KARACHI, Pakistan — Tens of thousands rallied in Pakistan's largest city Sunday in the biggest show of support yet for a 14-year-old girl shot and seriously wounded by the Taliban for criticizing it and promoting girls' education.
The Oct. 9 attack on Malala Yousafzai as she was going home from school in Pakistan's northwest horrified people inside and outside the country. At the same time, it gave hope to some that the government would respond by intensifying its fight against the Taliban and its allies.
The girl was flown to the United Kingdom for medical treatment, the Reuters news agency reported today, citing a military spokesman.
Before Sunday, protests against the shooting had been relatively small, usually attracting a few hundred people. That response pales in comparison with the tens of thousands who held violent protests in Pakistan last month against a film denigrating the prophet Mohammed.
Sunday's rally in Karachi was organized by the Muttahida Quami Movement political party. Party chief Altaf Hussain criticized other political parties for failing to organize rallies to protest the attack on Malala.
He called the Taliban gunmen who shot the girl "beasts" and said it was an attack on "the ideology of Pakistan."

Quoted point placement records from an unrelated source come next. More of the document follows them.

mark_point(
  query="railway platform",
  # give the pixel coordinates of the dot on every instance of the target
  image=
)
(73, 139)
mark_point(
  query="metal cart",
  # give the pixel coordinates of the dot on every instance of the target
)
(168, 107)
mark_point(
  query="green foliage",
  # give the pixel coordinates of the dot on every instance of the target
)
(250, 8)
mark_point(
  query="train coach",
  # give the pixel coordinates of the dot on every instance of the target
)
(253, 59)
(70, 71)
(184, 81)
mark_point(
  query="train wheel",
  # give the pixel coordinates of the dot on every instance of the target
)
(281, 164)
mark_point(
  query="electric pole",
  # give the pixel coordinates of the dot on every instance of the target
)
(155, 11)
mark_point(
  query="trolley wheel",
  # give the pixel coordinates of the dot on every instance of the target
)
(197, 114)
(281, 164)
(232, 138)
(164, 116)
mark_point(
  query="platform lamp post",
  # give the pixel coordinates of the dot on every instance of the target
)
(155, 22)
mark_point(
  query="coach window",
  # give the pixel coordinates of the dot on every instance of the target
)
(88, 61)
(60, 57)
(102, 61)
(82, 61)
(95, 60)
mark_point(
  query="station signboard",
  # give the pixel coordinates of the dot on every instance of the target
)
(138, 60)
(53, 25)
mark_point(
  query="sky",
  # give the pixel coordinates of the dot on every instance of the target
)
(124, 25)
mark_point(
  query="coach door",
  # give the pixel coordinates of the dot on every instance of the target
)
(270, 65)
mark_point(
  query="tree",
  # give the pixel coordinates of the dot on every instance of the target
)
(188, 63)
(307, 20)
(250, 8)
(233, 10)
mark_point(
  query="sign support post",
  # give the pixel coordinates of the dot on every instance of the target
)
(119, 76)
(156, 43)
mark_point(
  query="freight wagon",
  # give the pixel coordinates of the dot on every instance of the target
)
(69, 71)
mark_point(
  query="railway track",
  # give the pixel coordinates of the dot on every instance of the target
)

"Malala Yousafzai is a beacon of knowledge. She is the daughter of the nation," he told the audience by phone from London, where he is in self-imposed exile due to legal cases against him in Pakistan.
The leaders of Pakistan's main Islamic parties have criticized the shooting but have also tried to redirect the conversation away from Taliban violence and toward civilian casualties from U.S. drone attacks on militants.
Cyril Almeida, a columnist for Pakistan's Dawn newspaper, criticized the parties, saying they prevent Pakistanis from seeing "there is a continuum from the religious right to violent Islamism."
"The religious right creates an enabling environment for violent Islamism to recruit and prosper. And violent Islamism makes state and society cower and in doing so enhances the space for the religious right," he wrote Sunday.
Malala was targeted by the Pakistani Taliban for publicizing its behavior when it took over the northwestern Swat Valley, where she lived. The group started to exert its influence there in 2007 and quickly extended its reach to much of the valley by the next year. It forced men to grow beards, prevented women from going to the market and blew up many schools — most for girls.
Malala wrote about these practices in a journal for the BBC under a pseudonym when she was 11. After the Taliban was pushed out of the Swat Valley in 2009 by the Pakistani military, she became a more outspoken advocate for girls' education. She appeared frequently in the media and was given one of the country's highest honors for civilians.
Many hope Malala's shooting will help push the military to attack the Pakistani Taliban's last main sanctuary in the country, the North Waziristan tribal area.
The Pakistani Taliban said it carried out the shooting because Malala was promoting "Western thinking." Police have arrested at least three suspects in connection with the attack, but the two gunmen who carried out the shooting remain at large.
The wing of the Pakistani Taliban believed to be behind the attack is the Swat Taliban, led by Maulana Qazi Fazlullah. He escaped the offensive in 2009 and is believed to be hiding in eastern Afghanistan, the Los Angeles Times reported.
Malala was shot in the neck, near her spine. Two of her classmates were also wounded.
Doctors at a military hospital operated on Malala to remove the bullet from her neck, and she was put on a ventilator. Her condition improved somewhat on Saturday when she was able to move her legs and hands after her sedatives were reduced.
On Sunday, she was successfully taken off the ventilator for a short period and later reconnected to avoid fatigue, the military said. Doctors said they were satisfied she was making slow and steady progress
Afghan President Hamid Karzai has written letters to top political and religious leaders in Pakistan denouncing the attack on Malala and asking them to help battle extremism in both countries, his office said in a statement. Karzai wrote that he views the shooting as an attack on Afghanistan's girls as well.